This week in Jaipur I visited the two sites that are now my favorites in the city: Galtaji (The Monkey Temple) and Amber Fort. Galtaji is a complex of Hindu temples set on a hill with craggy, reddish rock formations rising up around it. The temples are attractive and after a medium walk up to the top of the hill there are good views of the city below. Best of all, there are hundreds of monkeys living on the grounds and you can buy bags of peanuts to feed them. They come up and take them right out of your hand!
The palace inside Amber Fort has attractive architecture and intricate pattern designs on its walls. It features a pretty garden set on an island in the surrounding moat.
At school we progressed through colors, body parts, shapes, weather, and even phonetic sounds (although “P” and “Z” remain elusive). Despite the intrigue of our lessons, competition for students’ attention was fierce and often lost to the allure of blowing up and popping plastic bags, making paper airplanes, or drawing on their own hands. Oh well. One time as I pulled the chalkboard eraser from a high window, a lizard jumped from it onto my head and then ran across the classroom floor. Thus ended any chance of learning that day.
The end of the school week marked the end of a term for the students, and they will be on vacation for two weeks. Over the next five days, 10 of us volunteers took a road trip across Rajasthan.
We started in Jodhpur where we visited Mehrangarh Fort and shopped around the bazaar at night (forts and bazaars are to Indian tourism as churches and museums are to European tourism). The fort was luxurious and had an interesting history. Due to its location high on a hill and its winding entry gate, no army (even armed with elephants) had ever successfully captured it. When the last Maharajah died in the 19th century, his 31 wives all committed ritual suicide by throwing themselves on his cremation fire–a mold of their hand prints cast as they left the fort for the last time is hung just inside the gate.
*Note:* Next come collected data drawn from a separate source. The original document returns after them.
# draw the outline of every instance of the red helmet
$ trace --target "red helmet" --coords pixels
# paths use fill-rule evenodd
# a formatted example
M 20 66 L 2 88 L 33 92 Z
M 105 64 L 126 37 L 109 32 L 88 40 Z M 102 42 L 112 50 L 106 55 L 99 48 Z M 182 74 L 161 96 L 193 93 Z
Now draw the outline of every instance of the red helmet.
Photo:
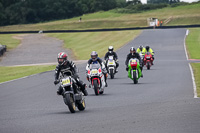
M 63 64 L 66 61 L 67 61 L 67 54 L 65 52 L 60 52 L 58 54 L 58 63 Z

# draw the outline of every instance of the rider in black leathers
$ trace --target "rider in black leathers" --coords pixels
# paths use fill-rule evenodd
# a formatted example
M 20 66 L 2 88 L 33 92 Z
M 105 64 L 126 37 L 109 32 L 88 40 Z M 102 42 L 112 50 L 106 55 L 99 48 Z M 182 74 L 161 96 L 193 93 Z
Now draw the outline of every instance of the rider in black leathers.
M 90 64 L 95 64 L 95 63 L 99 63 L 101 65 L 101 68 L 102 68 L 102 73 L 104 74 L 104 80 L 105 80 L 105 87 L 108 86 L 106 80 L 107 80 L 107 71 L 106 71 L 106 68 L 105 68 L 105 65 L 104 65 L 104 62 L 102 61 L 101 58 L 98 57 L 98 54 L 96 51 L 92 51 L 91 53 L 91 58 L 88 60 L 88 64 L 86 66 L 86 71 L 89 70 L 89 67 L 90 67 Z
M 108 71 L 108 68 L 107 68 L 108 57 L 109 56 L 113 56 L 113 59 L 116 62 L 116 72 L 118 72 L 118 70 L 117 70 L 117 68 L 119 67 L 118 57 L 117 57 L 117 54 L 113 50 L 114 50 L 113 46 L 109 46 L 108 47 L 108 52 L 105 54 L 105 57 L 104 57 L 104 60 L 106 60 L 106 64 L 105 65 L 106 65 L 106 69 Z
M 76 65 L 72 61 L 67 60 L 67 54 L 65 52 L 60 52 L 58 54 L 58 63 L 59 64 L 56 66 L 56 69 L 55 69 L 55 81 L 54 81 L 54 84 L 58 84 L 59 83 L 60 74 L 64 74 L 65 75 L 65 72 L 70 70 L 72 72 L 72 77 L 77 82 L 77 85 L 80 87 L 80 89 L 83 92 L 83 94 L 85 96 L 87 96 L 88 95 L 87 90 L 86 90 L 87 86 L 83 81 L 81 81 L 79 79 L 79 76 L 77 74 L 78 70 L 77 70 Z M 61 95 L 62 91 L 63 90 L 62 90 L 61 86 L 59 86 L 57 94 Z
M 142 72 L 141 58 L 140 58 L 140 55 L 136 52 L 136 49 L 134 47 L 131 47 L 130 53 L 126 57 L 126 61 L 125 61 L 126 71 L 128 71 L 128 62 L 129 62 L 129 60 L 131 58 L 137 58 L 139 60 L 139 62 L 140 62 L 140 69 L 141 69 L 141 72 Z M 141 77 L 143 77 L 143 74 L 142 74 Z

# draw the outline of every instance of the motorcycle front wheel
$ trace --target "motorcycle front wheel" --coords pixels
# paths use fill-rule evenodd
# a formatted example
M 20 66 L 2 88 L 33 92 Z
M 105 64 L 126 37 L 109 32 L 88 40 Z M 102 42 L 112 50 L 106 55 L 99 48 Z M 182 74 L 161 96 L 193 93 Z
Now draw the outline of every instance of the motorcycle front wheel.
M 65 99 L 66 99 L 67 106 L 68 106 L 70 112 L 75 113 L 76 105 L 75 105 L 75 101 L 74 101 L 73 96 L 68 93 L 68 94 L 65 95 Z
M 150 62 L 147 62 L 147 69 L 150 70 Z
M 137 73 L 136 73 L 136 71 L 132 70 L 132 74 L 133 74 L 133 82 L 134 82 L 134 84 L 137 84 L 138 80 L 137 80 Z
M 94 80 L 93 81 L 93 85 L 94 85 L 94 93 L 95 95 L 99 95 L 99 85 L 98 85 L 98 81 Z
M 114 79 L 114 70 L 113 69 L 110 69 L 110 78 Z

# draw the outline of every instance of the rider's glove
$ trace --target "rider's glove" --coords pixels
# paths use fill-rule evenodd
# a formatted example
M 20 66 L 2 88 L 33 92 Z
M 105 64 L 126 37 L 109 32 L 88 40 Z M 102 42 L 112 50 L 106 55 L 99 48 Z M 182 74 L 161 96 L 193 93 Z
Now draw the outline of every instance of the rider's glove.
M 56 85 L 56 84 L 58 84 L 59 83 L 59 80 L 55 80 L 54 81 L 54 84 Z
M 126 71 L 128 71 L 128 67 L 126 67 Z

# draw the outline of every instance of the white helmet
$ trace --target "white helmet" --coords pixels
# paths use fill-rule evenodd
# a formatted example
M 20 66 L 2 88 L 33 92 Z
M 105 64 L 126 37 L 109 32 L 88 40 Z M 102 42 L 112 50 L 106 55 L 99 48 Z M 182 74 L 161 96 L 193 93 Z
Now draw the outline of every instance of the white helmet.
M 109 47 L 108 47 L 108 51 L 109 51 L 110 53 L 112 53 L 113 50 L 114 50 L 113 46 L 109 46 Z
The next day we traveled to Jaisalmer, arriving in time to visit its fort. The Jaisalmer Fort is huge, rising out of a random hill in the desert but blending in due to its yellow sandstone construction. It is more like a shopping village than a historical monument, with hundreds of small stores and apartments occupying the ancient structures within its walls. We got a turban tying lesson from one textile vendor and formed a band named Camelflage.
The next morning we woke up early to see the sunrise over Gadsisar Lake, visited Patwa Haveli (a mansion within the Jaisalmer Fort), and then drove into the desert. At a small desert resort we jumped on camels and took a ride into the sand dunes to see the sun set. After dinner at the resort, we packed camel-drawn carts and rode back into the desert to camp out overnight. We set up our beds and then sat around a campfire talking and singing songs under the pitch-black sky and thousands of stars. The next morning, the sun rose orange and purple over the sand slopes. This was one of the best days of my whole trip.
At our final destination, Pushkar, we once again rose before the sun and climbed a steep hill to visit Savitri Temple. From there we had great views of the city and its square holy lake. As I walked out of the temple and attempted to collect my water bottle, a monkey slapped it over and gave me the ‘what’s up now?’ head nod, flashing its teeth. Taking the high road, I told him “It’s cool, man–let’s both just stay cool,” as I backed away slowly.
We took the “Spiritual Walk” around the lake, stopping into several temples and participating in a blessing-ritual-slash-high-pressure-donation-solicitation at the Pushkar Ghats.
My visit to India is continuously fascinating: inscrutable head and hand gestures, inefficient business processes, good-natured bargaining rituals, ubiquitous cattle, colorful outfits, unspeakable bathrooms, and awkward requests to have my picture taken. Relying on logic and expecting rational behavior of others has proven futile; best to just roll over and continue the vivid, surreal dream.
Where to next?
There’s this marble building in India I’ve been wanting to see, maybe I’ll go there.